El Paso - Daniela Medrano


I woke up extra early one morning while we were in El Paso. I headed south from Casa Puente, thinking I’d eventually hit the border wall. Instead I found myself in front of Cesar Chavez highway staring at cargo trains pass along the border of El Paso and Juarez.

It was an odd sight since I was getting used to seeing high walls and fences. As my curiosity took me further, I came across El Centro de Trabajadores Agricolas (day labor center). There were men sleeping on the ground and others drinking and talking amongst themselves. I met Ruben, a man who had no shame in letting me know he was an alcoholic. “Soy alcoholico pero muy trabajador”, he said. Him and four other men were sitting and talking together, waiting to enter the center in order to shower and eat a warm meal before getting picked up to work. Ruben pointed to my Chicago Bulls sweater and asked if I was from the same place as Michael Jordan. I confirmed that I was from Chicago and that it was my first time in El Paso. He asked the question I always dread answering, “y que estas haciendo aqui?” I told him I was part of “el programa de estudios fronterizos” and before I could explain what the Border Studies Program was, the four men he was sitting with began to run away.

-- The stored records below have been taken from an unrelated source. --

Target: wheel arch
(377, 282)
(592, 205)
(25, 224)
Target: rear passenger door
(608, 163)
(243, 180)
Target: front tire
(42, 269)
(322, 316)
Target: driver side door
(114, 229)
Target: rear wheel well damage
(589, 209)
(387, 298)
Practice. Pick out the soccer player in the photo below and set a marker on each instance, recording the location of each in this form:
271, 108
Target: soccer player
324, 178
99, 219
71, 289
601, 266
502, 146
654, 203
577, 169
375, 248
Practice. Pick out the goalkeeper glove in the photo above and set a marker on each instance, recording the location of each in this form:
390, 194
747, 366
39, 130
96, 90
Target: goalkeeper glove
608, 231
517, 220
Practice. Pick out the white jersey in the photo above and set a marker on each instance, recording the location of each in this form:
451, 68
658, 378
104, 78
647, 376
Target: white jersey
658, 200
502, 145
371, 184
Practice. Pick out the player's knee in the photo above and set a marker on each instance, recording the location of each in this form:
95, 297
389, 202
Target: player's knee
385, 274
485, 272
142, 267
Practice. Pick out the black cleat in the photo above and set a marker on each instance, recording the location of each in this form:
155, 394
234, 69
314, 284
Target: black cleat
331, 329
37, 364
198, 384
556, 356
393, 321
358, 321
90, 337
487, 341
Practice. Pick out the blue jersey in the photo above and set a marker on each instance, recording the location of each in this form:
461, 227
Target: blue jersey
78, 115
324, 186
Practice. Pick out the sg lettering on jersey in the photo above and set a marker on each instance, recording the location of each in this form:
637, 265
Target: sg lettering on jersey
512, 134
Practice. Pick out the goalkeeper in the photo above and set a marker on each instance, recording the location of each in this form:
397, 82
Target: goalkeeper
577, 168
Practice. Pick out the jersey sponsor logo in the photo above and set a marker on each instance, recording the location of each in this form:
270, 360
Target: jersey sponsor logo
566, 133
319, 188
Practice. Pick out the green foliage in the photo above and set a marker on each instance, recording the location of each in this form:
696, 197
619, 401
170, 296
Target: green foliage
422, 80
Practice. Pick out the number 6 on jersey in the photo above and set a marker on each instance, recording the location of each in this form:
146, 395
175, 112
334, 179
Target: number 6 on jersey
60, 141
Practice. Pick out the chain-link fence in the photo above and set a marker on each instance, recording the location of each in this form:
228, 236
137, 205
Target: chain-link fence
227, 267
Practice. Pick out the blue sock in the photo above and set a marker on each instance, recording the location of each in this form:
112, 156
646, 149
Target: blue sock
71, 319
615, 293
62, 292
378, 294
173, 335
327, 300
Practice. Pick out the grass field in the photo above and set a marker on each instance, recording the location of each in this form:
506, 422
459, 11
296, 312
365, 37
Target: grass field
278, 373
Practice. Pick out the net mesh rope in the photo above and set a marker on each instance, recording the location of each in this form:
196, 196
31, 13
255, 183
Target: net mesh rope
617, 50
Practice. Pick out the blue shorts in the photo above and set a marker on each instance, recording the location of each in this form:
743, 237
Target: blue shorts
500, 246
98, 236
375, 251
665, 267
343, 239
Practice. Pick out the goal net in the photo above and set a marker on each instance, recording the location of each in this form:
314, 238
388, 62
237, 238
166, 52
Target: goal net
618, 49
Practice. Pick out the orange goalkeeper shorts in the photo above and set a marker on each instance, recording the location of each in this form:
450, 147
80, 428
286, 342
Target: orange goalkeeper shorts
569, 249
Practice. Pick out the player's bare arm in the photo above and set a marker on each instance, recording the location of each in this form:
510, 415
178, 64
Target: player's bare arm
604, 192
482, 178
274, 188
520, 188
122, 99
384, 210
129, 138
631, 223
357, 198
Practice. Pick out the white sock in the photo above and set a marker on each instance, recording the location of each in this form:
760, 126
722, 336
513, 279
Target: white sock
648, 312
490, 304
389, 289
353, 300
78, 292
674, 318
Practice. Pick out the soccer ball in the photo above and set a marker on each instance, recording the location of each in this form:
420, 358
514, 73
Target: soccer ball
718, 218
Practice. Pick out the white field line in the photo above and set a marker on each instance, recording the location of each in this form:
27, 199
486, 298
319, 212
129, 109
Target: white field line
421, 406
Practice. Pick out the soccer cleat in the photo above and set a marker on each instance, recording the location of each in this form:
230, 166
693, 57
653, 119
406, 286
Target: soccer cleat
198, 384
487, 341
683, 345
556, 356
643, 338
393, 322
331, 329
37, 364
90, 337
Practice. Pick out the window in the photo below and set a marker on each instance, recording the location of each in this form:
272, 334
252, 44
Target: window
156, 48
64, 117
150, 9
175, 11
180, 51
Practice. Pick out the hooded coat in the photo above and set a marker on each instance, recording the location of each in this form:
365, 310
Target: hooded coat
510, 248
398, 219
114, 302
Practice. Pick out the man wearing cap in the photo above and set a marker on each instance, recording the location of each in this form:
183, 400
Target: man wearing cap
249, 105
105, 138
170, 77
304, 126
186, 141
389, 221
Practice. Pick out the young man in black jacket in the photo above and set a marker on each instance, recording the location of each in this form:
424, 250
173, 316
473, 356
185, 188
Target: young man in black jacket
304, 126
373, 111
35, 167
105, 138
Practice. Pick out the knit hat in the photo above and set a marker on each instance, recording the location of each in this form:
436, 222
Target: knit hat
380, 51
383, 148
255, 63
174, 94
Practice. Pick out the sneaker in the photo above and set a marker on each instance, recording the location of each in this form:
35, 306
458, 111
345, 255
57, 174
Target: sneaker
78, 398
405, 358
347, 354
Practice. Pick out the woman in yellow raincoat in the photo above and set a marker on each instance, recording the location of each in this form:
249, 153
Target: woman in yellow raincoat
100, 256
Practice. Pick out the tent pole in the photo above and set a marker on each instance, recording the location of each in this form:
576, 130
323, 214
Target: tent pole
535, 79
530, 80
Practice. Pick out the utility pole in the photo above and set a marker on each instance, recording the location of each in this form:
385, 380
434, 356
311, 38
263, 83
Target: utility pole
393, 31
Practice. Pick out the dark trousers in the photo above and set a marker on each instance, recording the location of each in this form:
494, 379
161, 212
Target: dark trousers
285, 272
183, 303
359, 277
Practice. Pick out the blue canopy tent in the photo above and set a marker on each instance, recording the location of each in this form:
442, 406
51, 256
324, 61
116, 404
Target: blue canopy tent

I was really confused and unsure if I should run after them to try to explain that I wasn’t the migra. Fortunately, Ruben hadn’t run away from me and explained that he had a work permit but the other men did not. He also made sure to tell me that if he hadn’t had a permit, he might have also run away from me. It was 6 in the morning, a time most people are still sleeping and somehow a 5 foot tall girl managed to scare away 4 grown men with the mere mention of the border.

Being undocumented in America, not just in El Paso is a fear people have to constantly live with. I can’t imagine adding the fear of deportation to all the other fears society imposes on us. People shouldn’t have to be afraid to go to work, walk down the street, or drive their car. The criminalization of undocumented immigrants is a psychological form of structural violence and it’s almost humorous to think that a train track divides the most dangerous city in the world and one of the “safest” cities in the United States.

Who is “safe” in El Paso? Clearly undocumented people in El Paso do not feel safe. So how can any city in The United States call itself safe when large populations within it live in fear every day?